Historically, New England was the chocolate hub of the U.S, as Walter Baker had founded his company in Massachusetts in 1774. Masters of diversity, Baker’s made not only the common unsweetened chocolate baking squares, but also a wide variety of formats with different levels of fat, sugar, and flavorings for purposes like candy making, drinking, and eating. Domingo Ghirardelli and Étienne Guittard were both relative newcomers by comparison. They had produced chocolate under their names in San Francisco since only 1852 and 1868 respectively, but Ghirardelli had created some proprietary methods, and Guittard had established a reliable wholesale business. All three companies had big head-starts over Seattle’s chocolate industry, yet the fledgling city leveraged its youthful zeal.
In 1909, enterprising Seattle put itself on the map by hosting a world’s fair, the Alaska-Yukon-Pacific Exposition, as it attempted to demonstrate its economic significance on an international stage. World’s fairs were a prime opportunity for businesses to establish brand identities, and chocolate had been a continuous presence. At the 1876 world’s fair in Philadelphia, Maillard’s Chocolate created a 15-foot-high sculpture of chocolate and sugar depicting events from U.S. history; they continued to create towering chocolate statues for later world’s fairs. In St. Louis in 1904, Walter Baker & Company presented a miniature chocolate factory to show the public how cocoa beans were turned into cocoa powder. For the 1914 Panama-Pacific Exposition in San Francisco, Ghirardelli planned its own separate pavilion, designed by the architects of San Francisco’s City Hall. And in 1909, at the Alaska-Yukon-Pacific Exposition, Société Chocolats won a gold medal for Seattle’s Imperial Candy Company.
This was the environment in which many Seattle chocolate makers began. The city was energetic and expanding, and a growing consumer base clamored for commercial candies and homemade desserts; yet larger companies were perpetually snapping at the heels of smaller local businesses. Imperial reported immense success with the Société line and introduced other products, and it was not the only small company riding the wave.

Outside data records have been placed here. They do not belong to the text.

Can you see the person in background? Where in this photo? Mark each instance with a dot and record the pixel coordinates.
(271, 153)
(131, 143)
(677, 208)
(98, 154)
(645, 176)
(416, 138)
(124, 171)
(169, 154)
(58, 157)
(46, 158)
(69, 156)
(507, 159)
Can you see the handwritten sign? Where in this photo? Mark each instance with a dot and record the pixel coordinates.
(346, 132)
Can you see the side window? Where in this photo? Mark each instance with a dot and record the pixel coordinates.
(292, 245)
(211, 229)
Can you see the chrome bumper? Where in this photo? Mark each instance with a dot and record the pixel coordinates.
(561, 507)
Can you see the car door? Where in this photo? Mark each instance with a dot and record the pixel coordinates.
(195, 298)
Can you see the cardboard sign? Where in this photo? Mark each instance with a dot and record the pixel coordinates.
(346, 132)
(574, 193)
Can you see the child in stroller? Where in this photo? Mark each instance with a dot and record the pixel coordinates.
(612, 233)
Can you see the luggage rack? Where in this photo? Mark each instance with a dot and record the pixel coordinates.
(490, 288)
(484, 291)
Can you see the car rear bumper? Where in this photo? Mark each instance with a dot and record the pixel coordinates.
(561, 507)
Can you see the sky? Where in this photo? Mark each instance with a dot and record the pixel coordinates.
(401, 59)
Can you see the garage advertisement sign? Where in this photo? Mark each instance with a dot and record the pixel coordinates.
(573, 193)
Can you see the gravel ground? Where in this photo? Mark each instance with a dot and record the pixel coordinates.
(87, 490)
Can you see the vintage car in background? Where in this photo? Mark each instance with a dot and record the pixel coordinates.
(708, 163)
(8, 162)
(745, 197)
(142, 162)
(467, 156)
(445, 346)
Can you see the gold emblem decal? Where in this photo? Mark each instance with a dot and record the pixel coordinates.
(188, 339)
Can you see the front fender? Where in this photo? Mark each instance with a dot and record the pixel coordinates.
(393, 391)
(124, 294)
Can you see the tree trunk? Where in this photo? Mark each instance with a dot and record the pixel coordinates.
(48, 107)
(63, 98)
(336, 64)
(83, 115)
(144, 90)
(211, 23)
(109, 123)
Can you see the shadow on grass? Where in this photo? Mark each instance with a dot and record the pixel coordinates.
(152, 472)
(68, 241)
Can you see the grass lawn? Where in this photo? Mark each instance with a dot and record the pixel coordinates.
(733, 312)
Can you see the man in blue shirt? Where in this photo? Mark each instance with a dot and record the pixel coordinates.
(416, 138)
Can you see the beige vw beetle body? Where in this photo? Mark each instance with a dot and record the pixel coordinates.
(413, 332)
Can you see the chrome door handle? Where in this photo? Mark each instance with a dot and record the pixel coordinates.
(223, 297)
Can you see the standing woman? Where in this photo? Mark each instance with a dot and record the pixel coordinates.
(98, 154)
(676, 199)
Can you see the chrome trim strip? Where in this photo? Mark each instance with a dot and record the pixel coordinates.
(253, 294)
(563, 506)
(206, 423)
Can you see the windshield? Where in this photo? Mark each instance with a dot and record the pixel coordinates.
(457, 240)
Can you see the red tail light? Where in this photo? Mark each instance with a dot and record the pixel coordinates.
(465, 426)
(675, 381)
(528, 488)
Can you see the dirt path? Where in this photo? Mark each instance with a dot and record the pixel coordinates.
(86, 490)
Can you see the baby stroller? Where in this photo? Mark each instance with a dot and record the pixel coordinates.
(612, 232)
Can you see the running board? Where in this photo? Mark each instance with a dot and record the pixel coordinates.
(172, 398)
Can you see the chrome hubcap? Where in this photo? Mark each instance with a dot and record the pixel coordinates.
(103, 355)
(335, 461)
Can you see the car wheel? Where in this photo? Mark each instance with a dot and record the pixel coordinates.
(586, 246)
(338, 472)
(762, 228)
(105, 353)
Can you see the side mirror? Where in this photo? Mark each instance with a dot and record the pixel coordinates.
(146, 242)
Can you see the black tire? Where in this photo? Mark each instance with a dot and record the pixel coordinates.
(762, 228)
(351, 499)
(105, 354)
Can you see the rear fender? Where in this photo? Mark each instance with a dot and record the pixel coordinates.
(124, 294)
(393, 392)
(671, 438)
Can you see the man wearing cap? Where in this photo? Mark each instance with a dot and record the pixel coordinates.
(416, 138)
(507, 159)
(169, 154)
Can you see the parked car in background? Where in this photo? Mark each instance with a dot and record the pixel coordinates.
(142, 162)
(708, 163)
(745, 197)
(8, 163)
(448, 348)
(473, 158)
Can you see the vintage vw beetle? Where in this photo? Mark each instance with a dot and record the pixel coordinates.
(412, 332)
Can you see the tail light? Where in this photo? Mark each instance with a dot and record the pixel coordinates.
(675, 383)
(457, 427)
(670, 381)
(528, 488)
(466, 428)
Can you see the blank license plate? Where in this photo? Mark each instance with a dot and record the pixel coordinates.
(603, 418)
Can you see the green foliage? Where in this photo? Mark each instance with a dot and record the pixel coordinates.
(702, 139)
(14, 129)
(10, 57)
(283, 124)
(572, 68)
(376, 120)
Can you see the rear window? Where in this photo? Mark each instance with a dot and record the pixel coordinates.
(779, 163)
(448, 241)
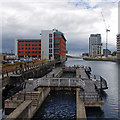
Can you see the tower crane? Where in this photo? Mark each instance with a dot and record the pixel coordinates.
(107, 30)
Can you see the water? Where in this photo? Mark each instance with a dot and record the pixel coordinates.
(62, 104)
(68, 75)
(109, 71)
(58, 105)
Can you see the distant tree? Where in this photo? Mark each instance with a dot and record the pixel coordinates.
(114, 53)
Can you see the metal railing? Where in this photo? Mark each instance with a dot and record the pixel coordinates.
(59, 82)
(90, 96)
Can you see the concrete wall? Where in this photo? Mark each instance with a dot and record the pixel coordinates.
(80, 107)
(23, 111)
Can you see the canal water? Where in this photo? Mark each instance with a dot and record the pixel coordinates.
(58, 105)
(62, 104)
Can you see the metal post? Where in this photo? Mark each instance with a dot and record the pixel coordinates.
(100, 82)
(7, 73)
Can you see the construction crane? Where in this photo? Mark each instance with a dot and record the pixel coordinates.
(107, 30)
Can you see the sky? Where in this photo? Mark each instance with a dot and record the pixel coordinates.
(77, 19)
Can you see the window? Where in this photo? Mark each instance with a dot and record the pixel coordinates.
(50, 45)
(56, 51)
(50, 35)
(50, 50)
(50, 40)
(57, 46)
(50, 55)
(57, 41)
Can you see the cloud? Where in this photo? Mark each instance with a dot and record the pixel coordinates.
(77, 21)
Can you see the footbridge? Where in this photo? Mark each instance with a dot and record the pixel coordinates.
(59, 82)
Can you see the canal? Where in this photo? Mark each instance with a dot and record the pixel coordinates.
(62, 104)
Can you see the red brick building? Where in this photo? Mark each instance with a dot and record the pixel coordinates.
(108, 52)
(59, 46)
(28, 48)
(52, 45)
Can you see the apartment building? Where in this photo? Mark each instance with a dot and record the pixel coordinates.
(28, 48)
(108, 52)
(95, 45)
(52, 45)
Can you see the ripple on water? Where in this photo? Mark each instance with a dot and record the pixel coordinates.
(58, 105)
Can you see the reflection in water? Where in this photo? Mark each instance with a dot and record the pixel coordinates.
(58, 105)
(110, 71)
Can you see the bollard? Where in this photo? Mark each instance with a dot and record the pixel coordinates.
(7, 73)
(2, 75)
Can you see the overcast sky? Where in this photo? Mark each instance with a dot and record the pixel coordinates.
(77, 19)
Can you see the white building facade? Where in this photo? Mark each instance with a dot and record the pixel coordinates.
(95, 45)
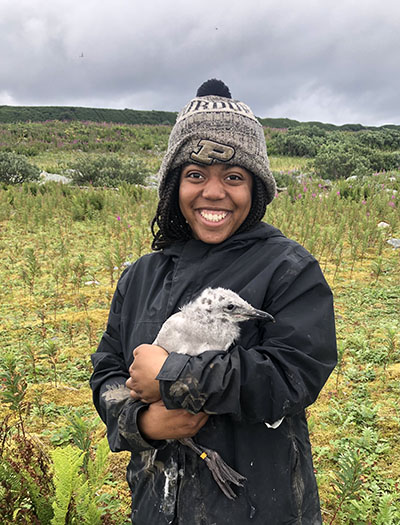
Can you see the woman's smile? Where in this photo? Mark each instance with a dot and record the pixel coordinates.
(215, 200)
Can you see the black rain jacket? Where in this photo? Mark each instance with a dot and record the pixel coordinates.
(273, 371)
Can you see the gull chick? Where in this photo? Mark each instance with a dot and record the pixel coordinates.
(209, 322)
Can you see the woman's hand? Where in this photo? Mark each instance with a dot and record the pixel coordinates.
(148, 361)
(157, 422)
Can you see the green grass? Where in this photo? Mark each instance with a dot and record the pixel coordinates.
(62, 250)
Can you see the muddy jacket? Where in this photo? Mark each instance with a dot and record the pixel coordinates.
(273, 371)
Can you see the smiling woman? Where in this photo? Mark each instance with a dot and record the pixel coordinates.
(215, 200)
(247, 403)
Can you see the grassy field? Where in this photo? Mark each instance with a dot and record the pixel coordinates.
(57, 280)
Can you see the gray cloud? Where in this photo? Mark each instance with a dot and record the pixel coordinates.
(334, 61)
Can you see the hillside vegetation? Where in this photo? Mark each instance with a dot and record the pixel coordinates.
(63, 248)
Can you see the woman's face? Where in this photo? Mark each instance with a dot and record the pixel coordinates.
(214, 200)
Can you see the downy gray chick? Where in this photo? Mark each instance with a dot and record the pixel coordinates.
(210, 322)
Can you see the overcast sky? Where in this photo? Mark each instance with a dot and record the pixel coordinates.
(334, 61)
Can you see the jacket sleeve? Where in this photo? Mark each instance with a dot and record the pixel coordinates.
(278, 377)
(110, 372)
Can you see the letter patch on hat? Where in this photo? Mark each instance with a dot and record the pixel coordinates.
(209, 151)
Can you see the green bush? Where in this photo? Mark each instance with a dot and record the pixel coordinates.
(107, 170)
(15, 169)
(298, 142)
(340, 160)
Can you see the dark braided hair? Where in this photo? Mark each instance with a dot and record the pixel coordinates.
(172, 225)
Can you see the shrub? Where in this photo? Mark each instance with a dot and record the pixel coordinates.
(107, 170)
(15, 169)
(298, 142)
(340, 160)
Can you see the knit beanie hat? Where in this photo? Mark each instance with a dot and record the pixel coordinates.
(212, 128)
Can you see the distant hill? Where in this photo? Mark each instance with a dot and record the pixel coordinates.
(13, 114)
(9, 114)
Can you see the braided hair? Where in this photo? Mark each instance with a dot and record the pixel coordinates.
(171, 223)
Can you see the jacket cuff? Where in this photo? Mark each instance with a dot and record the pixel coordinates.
(172, 367)
(129, 430)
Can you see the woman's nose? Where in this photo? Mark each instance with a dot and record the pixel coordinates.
(213, 189)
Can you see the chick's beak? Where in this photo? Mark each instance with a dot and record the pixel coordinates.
(260, 314)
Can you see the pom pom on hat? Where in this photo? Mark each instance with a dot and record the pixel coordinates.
(213, 127)
(214, 87)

As the 20th century unfurled, confectionaries blossomed all over the city: Department store Frederick & Nelson, founded in 1891 as a furniture dealer, opened a flagship location at Fifth Avenue and Pine Street in 1918 with a full six floors; in 1921 they added a candy kitchen, and several years later began making what became their signature—Frango chocolate mint truffles. Bartell Drugs opened a candy factory to supply its stores around 1913. And the upscale grocer Augustine & Kyer employed young women to hand-dip its chocolates.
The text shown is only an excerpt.